Sobre ella se elevaba la maquina del horror, la temible guillotina. La nuca
bajo el filo de la cuchilla gigante y...
En
ese preciso instante escuché unos familiares golpecitos provenientes del
estante situado arriba del televisor. El libro había vuelto a las andadas y
ofreciendo el mayor de los impulsos fue a parar al borde de la estantería, otra
vez.
Creo
que la delgada línea que une el espacio-tiempo se rompió del todo cuando aquel
volumen biográfico decidió tirarse de nuevo en caída libre, y curvando su órbita gravitatoria a la altura del televisor, traspasó la pantalla y aterrizó
en el cesto donde caían las cabezas cortadas por la guillotina, frente a los
ojos de la victima que esperaba su final.
La
mujer, que hasta entonces había tenido un comportamiento intachable a pesar del
destino que le esperaba, apartó su cabeza de aquel horrendo lugar y, soltando
bruscos improperios por su boca, pidió al verdugo que le soltara las manos. Ya
libre sobre el tablero del patíbulo, siguió vociferando con ademanes de diva:
–Pero,
¿quién ha puesto ese libro ahí? ¿Es que ya ni con un poquito de dignidad puede
morirse una?

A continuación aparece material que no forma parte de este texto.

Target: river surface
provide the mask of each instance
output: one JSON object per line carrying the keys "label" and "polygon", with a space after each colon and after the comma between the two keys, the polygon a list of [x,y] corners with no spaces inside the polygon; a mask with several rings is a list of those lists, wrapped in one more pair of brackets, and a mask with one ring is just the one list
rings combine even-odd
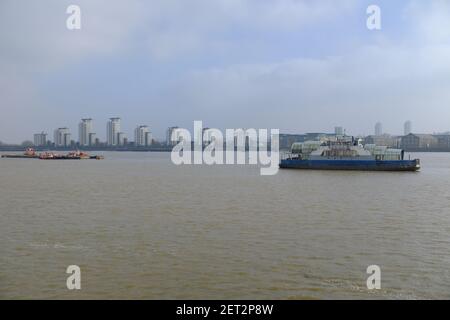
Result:
{"label": "river surface", "polygon": [[103,154],[0,159],[0,299],[450,299],[450,154],[275,176]]}

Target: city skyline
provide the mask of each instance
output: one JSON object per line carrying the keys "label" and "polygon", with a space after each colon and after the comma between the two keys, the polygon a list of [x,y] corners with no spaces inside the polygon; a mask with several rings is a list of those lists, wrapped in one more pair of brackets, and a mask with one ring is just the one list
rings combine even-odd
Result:
{"label": "city skyline", "polygon": [[[111,132],[110,134],[108,133],[110,130],[108,126],[111,122],[111,119],[117,119],[119,121],[119,124],[115,124],[114,125],[114,133]],[[89,121],[89,124],[86,124],[85,121]],[[2,137],[0,137],[0,142],[4,143],[4,144],[20,144],[24,141],[30,141],[33,139],[41,139],[41,138],[37,138],[36,135],[39,134],[45,134],[45,135],[49,135],[48,132],[53,132],[53,137],[55,137],[55,130],[58,129],[64,129],[67,130],[68,133],[70,135],[75,134],[75,136],[78,137],[78,139],[72,139],[76,142],[79,142],[81,145],[90,145],[93,144],[96,140],[99,140],[100,142],[105,142],[108,145],[118,145],[118,140],[115,138],[114,143],[110,142],[110,137],[118,137],[118,134],[121,134],[122,137],[126,138],[128,140],[128,136],[130,137],[136,137],[136,128],[137,127],[147,127],[150,128],[150,126],[148,125],[133,125],[133,124],[129,124],[127,123],[127,128],[132,128],[130,129],[130,135],[128,135],[127,132],[121,131],[121,127],[122,127],[122,118],[121,117],[112,117],[109,118],[109,120],[105,120],[106,123],[106,130],[104,134],[98,134],[97,132],[93,131],[93,123],[94,123],[95,119],[92,118],[82,118],[81,121],[78,123],[78,126],[62,126],[62,127],[57,127],[56,129],[52,130],[51,128],[48,129],[44,129],[42,130],[36,130],[36,132],[32,133],[31,136],[35,137],[35,138],[30,138],[30,137],[25,137],[23,140],[20,141],[7,141],[5,139],[2,139]],[[72,121],[73,122],[73,121]],[[189,126],[188,126],[189,127]],[[76,130],[73,130],[73,128],[77,128]],[[167,141],[167,129],[168,128],[180,128],[179,126],[173,126],[173,127],[165,127],[165,130],[163,130],[163,134],[160,134],[158,136],[153,134],[153,130],[150,132],[151,135],[151,139],[154,139],[155,141],[160,141],[160,142],[166,142]],[[213,126],[211,126],[211,128],[215,128]],[[236,127],[237,128],[237,127]],[[305,131],[302,130],[301,128],[299,128],[298,130],[281,130],[280,132],[283,132],[285,134],[298,134],[298,133],[308,133],[308,132],[332,132],[332,126],[330,126],[329,128],[325,128],[325,129],[316,129],[316,130],[309,130],[309,131]],[[224,128],[219,128],[219,129],[224,129]],[[273,129],[273,128],[268,128],[268,129]],[[384,123],[381,121],[377,121],[374,124],[374,129],[370,130],[370,128],[367,128],[367,130],[364,130],[363,132],[359,132],[359,133],[355,133],[354,130],[351,130],[351,128],[348,127],[343,127],[343,126],[334,126],[334,130],[336,131],[337,129],[342,130],[343,132],[352,132],[351,135],[354,136],[370,136],[370,135],[393,135],[393,136],[401,136],[401,135],[407,135],[409,133],[415,133],[415,134],[442,134],[442,133],[448,133],[450,132],[450,126],[448,130],[431,130],[431,131],[417,131],[413,129],[413,123],[410,120],[407,120],[401,124],[398,125],[398,127],[396,128],[396,130],[394,131],[386,131],[384,129]],[[80,130],[84,130],[84,134],[81,134]],[[99,132],[102,132],[102,130],[98,130]],[[83,136],[83,138],[81,138]],[[112,138],[111,138],[112,139]],[[54,140],[53,140],[54,141]],[[132,140],[135,141],[135,140]]]}
{"label": "city skyline", "polygon": [[[91,147],[91,146],[98,146],[101,144],[104,144],[109,147],[114,146],[124,146],[128,143],[132,143],[134,146],[137,147],[143,147],[143,146],[151,146],[154,142],[156,143],[162,143],[166,145],[174,145],[173,142],[169,141],[169,137],[171,136],[173,130],[180,128],[179,126],[170,126],[166,127],[166,134],[163,138],[161,137],[154,137],[153,132],[148,125],[137,125],[134,127],[134,130],[132,132],[132,135],[130,137],[134,137],[134,140],[130,140],[128,138],[127,133],[121,131],[121,123],[122,118],[121,117],[112,117],[109,118],[109,120],[106,121],[106,135],[105,139],[100,139],[97,135],[97,133],[93,132],[94,129],[94,119],[92,118],[82,118],[80,122],[78,123],[78,140],[72,139],[72,132],[71,130],[66,127],[58,127],[53,130],[53,141],[48,137],[48,133],[46,130],[40,131],[38,133],[34,133],[32,139],[25,139],[21,143],[32,141],[34,142],[35,146],[46,146],[50,143],[54,144],[57,147],[68,147],[73,146],[73,144],[76,144],[80,147]],[[445,132],[429,132],[429,133],[419,133],[413,130],[413,123],[410,120],[407,120],[403,123],[403,134],[393,134],[390,132],[385,132],[383,130],[383,123],[378,121],[375,123],[374,126],[374,132],[372,134],[354,134],[351,131],[347,130],[347,128],[344,128],[342,126],[336,126],[334,127],[334,134],[336,135],[351,135],[355,137],[401,137],[406,136],[410,133],[413,134],[419,134],[419,135],[450,135],[450,131]],[[204,127],[203,132],[210,129],[209,127]],[[219,128],[220,129],[220,128]],[[222,128],[223,129],[223,128]],[[296,131],[296,132],[283,132],[281,131],[280,134],[283,135],[307,135],[307,134],[313,134],[313,133],[324,133],[324,134],[333,134],[333,130],[313,130],[311,132],[306,131]],[[1,141],[1,140],[0,140]],[[383,141],[383,139],[381,140]],[[1,141],[4,143],[3,141]],[[5,143],[4,143],[5,144]],[[8,144],[8,143],[6,143]],[[9,145],[18,145],[19,143],[10,143]]]}
{"label": "city skyline", "polygon": [[[88,145],[93,145],[95,143],[96,140],[100,141],[100,142],[105,142],[107,145],[119,145],[119,134],[122,137],[121,139],[123,140],[124,138],[126,140],[128,139],[128,134],[126,132],[123,132],[121,130],[122,127],[122,118],[121,117],[111,117],[108,118],[109,120],[105,120],[106,122],[106,131],[105,134],[98,134],[97,132],[94,132],[94,121],[95,119],[92,118],[81,118],[80,122],[78,123],[78,127],[77,130],[72,130],[71,126],[62,126],[62,127],[58,127],[56,129],[53,130],[53,137],[55,137],[55,130],[58,129],[64,129],[67,130],[68,133],[70,135],[72,135],[72,132],[78,137],[78,139],[72,139],[76,142],[78,142],[80,145],[84,145],[84,146],[88,146]],[[114,124],[113,124],[113,123]],[[431,132],[420,132],[420,131],[415,131],[413,130],[412,127],[412,121],[410,120],[406,120],[405,122],[403,122],[401,124],[401,126],[399,125],[397,130],[395,131],[385,131],[384,130],[384,123],[381,121],[377,121],[374,125],[375,129],[372,129],[373,131],[367,130],[367,132],[364,133],[355,133],[354,130],[352,130],[352,128],[350,128],[349,131],[352,132],[352,135],[354,136],[370,136],[370,135],[393,135],[393,136],[401,136],[401,135],[407,135],[409,133],[416,133],[416,134],[440,134],[440,133],[447,133],[450,132],[449,130],[444,130],[444,131],[437,131],[437,130],[432,130]],[[111,128],[110,128],[111,126]],[[136,141],[136,129],[137,127],[146,127],[150,130],[150,127],[148,125],[129,125],[127,127],[132,127],[132,129],[130,130],[131,135],[129,135],[130,137],[134,137],[134,140],[132,140],[133,142]],[[172,127],[165,127],[164,130],[164,134],[162,135],[154,135],[153,134],[153,130],[151,130],[150,133],[150,140],[154,139],[155,141],[158,142],[167,142],[167,129],[170,128],[179,128],[178,126],[172,126]],[[283,132],[285,134],[298,134],[298,133],[307,133],[307,132],[332,132],[332,130],[330,129],[332,128],[331,126],[329,128],[325,128],[324,130],[310,130],[310,131],[305,131],[305,130],[301,130],[301,128],[299,130],[281,130],[280,132]],[[219,128],[219,129],[224,129],[224,128]],[[269,128],[271,129],[271,128]],[[343,127],[343,126],[335,126],[334,127],[334,131],[336,130],[340,130],[342,132],[346,132],[348,128]],[[29,138],[26,137],[24,140],[21,141],[15,141],[15,142],[9,142],[6,140],[2,140],[2,138],[0,137],[0,142],[4,143],[4,144],[20,144],[24,141],[34,141],[36,139],[42,139],[41,137],[37,137],[37,135],[39,134],[45,134],[48,136],[48,132],[50,132],[50,128],[49,129],[45,129],[45,130],[37,130],[36,132],[34,132],[32,134],[32,136],[34,138]],[[113,131],[113,132],[112,132]],[[83,133],[82,133],[83,132]],[[102,132],[102,130],[99,130],[99,132]],[[114,139],[112,138],[114,137]],[[112,142],[113,139],[114,141]],[[55,138],[53,139],[53,142],[55,141]]]}

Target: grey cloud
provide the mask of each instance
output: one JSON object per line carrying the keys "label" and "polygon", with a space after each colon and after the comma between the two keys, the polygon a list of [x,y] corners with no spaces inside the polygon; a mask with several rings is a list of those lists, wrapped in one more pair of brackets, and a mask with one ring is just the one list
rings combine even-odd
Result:
{"label": "grey cloud", "polygon": [[446,53],[450,46],[373,45],[341,57],[212,69],[183,79],[182,100],[189,113],[217,124],[291,131],[342,124],[353,133],[371,133],[367,128],[379,119],[401,133],[402,121],[410,118],[448,130],[448,122],[436,119],[450,118]]}
{"label": "grey cloud", "polygon": [[[160,136],[167,125],[189,125],[195,119],[218,127],[312,131],[344,125],[354,133],[369,133],[367,128],[377,120],[399,132],[408,118],[418,130],[450,129],[446,120],[450,118],[450,5],[446,1],[410,1],[402,21],[410,29],[395,42],[383,29],[378,38],[355,39],[339,56],[306,59],[298,54],[297,59],[241,65],[231,64],[227,55],[251,49],[258,58],[265,47],[241,39],[239,33],[289,35],[304,27],[320,29],[355,10],[358,2],[78,0],[82,30],[71,32],[65,28],[65,9],[72,2],[1,2],[2,140],[29,139],[33,131],[50,130],[68,114],[74,116],[75,111],[56,105],[39,90],[47,76],[64,77],[70,67],[87,60],[136,52],[147,56],[149,64],[162,65],[221,54],[222,67],[195,70],[187,63],[168,81],[174,85],[149,95],[149,105],[161,106],[148,111],[160,123],[155,128]],[[133,93],[129,88],[126,92]],[[89,104],[95,92],[89,94],[77,101]],[[108,97],[97,98],[103,108],[120,109]],[[146,110],[143,105],[133,110],[137,109]]]}

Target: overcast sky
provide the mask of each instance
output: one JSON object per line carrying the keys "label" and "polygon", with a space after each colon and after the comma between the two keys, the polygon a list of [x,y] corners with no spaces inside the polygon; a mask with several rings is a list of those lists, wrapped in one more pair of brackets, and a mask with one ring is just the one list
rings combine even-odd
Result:
{"label": "overcast sky", "polygon": [[[66,28],[79,5],[81,30]],[[366,27],[381,8],[382,29]],[[120,116],[217,128],[450,130],[450,1],[0,0],[0,140]]]}

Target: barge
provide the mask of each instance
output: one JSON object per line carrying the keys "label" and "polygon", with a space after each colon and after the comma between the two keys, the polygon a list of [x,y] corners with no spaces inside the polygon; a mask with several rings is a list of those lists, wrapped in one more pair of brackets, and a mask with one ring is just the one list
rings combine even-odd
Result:
{"label": "barge", "polygon": [[38,159],[39,155],[32,148],[27,148],[23,154],[2,154],[2,158],[12,159]]}
{"label": "barge", "polygon": [[90,156],[89,154],[81,151],[69,152],[68,154],[55,154],[52,152],[45,152],[39,155],[41,160],[102,160],[103,156]]}
{"label": "barge", "polygon": [[294,143],[280,161],[282,169],[419,171],[420,160],[405,160],[405,152],[367,144],[353,137]]}
{"label": "barge", "polygon": [[4,154],[2,158],[12,158],[12,159],[40,159],[40,160],[84,160],[84,159],[94,159],[103,160],[103,156],[90,156],[89,154],[81,151],[73,151],[68,154],[57,154],[53,152],[42,152],[37,154],[32,148],[28,148],[23,154]]}

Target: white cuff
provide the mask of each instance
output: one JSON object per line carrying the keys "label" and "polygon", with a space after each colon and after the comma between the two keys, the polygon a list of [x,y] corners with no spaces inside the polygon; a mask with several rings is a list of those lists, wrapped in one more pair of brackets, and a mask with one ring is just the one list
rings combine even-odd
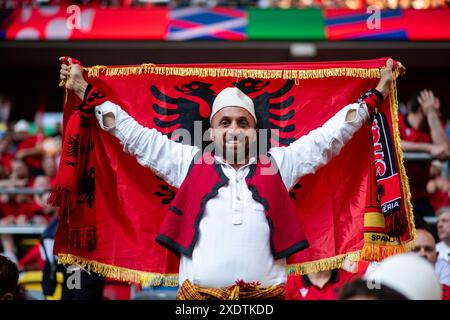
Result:
{"label": "white cuff", "polygon": [[100,127],[103,130],[110,132],[110,131],[114,130],[116,127],[115,126],[108,127],[108,126],[104,125],[103,116],[107,113],[112,113],[117,121],[117,106],[114,103],[112,103],[110,101],[106,101],[95,107],[95,117],[97,118],[97,121],[98,121]]}
{"label": "white cuff", "polygon": [[346,123],[359,122],[360,120],[366,121],[370,118],[369,111],[367,110],[367,105],[364,102],[353,103],[349,105],[348,109],[345,112],[345,118],[351,110],[356,110],[356,117],[353,120],[345,121]]}

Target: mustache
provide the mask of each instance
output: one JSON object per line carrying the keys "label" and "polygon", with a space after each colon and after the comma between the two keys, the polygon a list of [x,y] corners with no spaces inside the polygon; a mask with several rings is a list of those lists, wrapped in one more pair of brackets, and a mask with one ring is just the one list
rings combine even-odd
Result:
{"label": "mustache", "polygon": [[227,141],[248,142],[248,137],[244,134],[237,134],[237,135],[224,134],[222,136],[222,141],[224,143]]}

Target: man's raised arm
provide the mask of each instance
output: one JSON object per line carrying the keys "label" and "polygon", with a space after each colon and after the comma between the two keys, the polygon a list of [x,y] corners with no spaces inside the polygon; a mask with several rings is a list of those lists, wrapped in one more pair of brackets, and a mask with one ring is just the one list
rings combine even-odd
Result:
{"label": "man's raised arm", "polygon": [[[393,61],[389,59],[381,70],[381,78],[375,89],[369,90],[356,103],[347,105],[330,118],[320,128],[291,143],[288,147],[269,150],[280,170],[286,188],[291,189],[302,176],[315,173],[339,154],[342,147],[351,139],[389,95]],[[404,67],[399,63],[400,72]]]}
{"label": "man's raised arm", "polygon": [[[84,80],[81,66],[73,63],[71,58],[62,57],[60,61],[60,78],[66,88],[84,102],[96,100],[98,91]],[[93,104],[100,127],[117,137],[125,152],[135,156],[139,164],[152,169],[170,185],[177,188],[181,185],[198,147],[174,142],[158,130],[140,125],[120,106],[105,98],[97,99]]]}

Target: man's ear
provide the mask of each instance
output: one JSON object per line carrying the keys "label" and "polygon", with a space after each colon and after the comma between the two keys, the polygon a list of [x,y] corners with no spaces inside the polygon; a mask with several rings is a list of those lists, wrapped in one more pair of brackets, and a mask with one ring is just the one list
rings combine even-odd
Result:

Hay que ver, qué falta de respeto hacia la historia... ¡¡Con la
grima que me da esa maldita guillotina!! –acto seguido, miró de reojo la
espeluznante máquina hasta adoptar un gesto circunspecto de reina en apuros y,
tragando saliva, concluyó diciendo:
–¡Pues
yo no vuelvo a poner mi cabeza debajo de esa cuchilla del demonio! ¡¡Me niego
en rotundo!!
Y
sin más, bajó las escaleras, cogió el caballo de un gendarme que custodiaba la
ejecución y desapareció galopando mientras las personas allí congregadas
quedaban boquiabiertas...
Y
yo, que ya no entendía nada, apagué el televisor.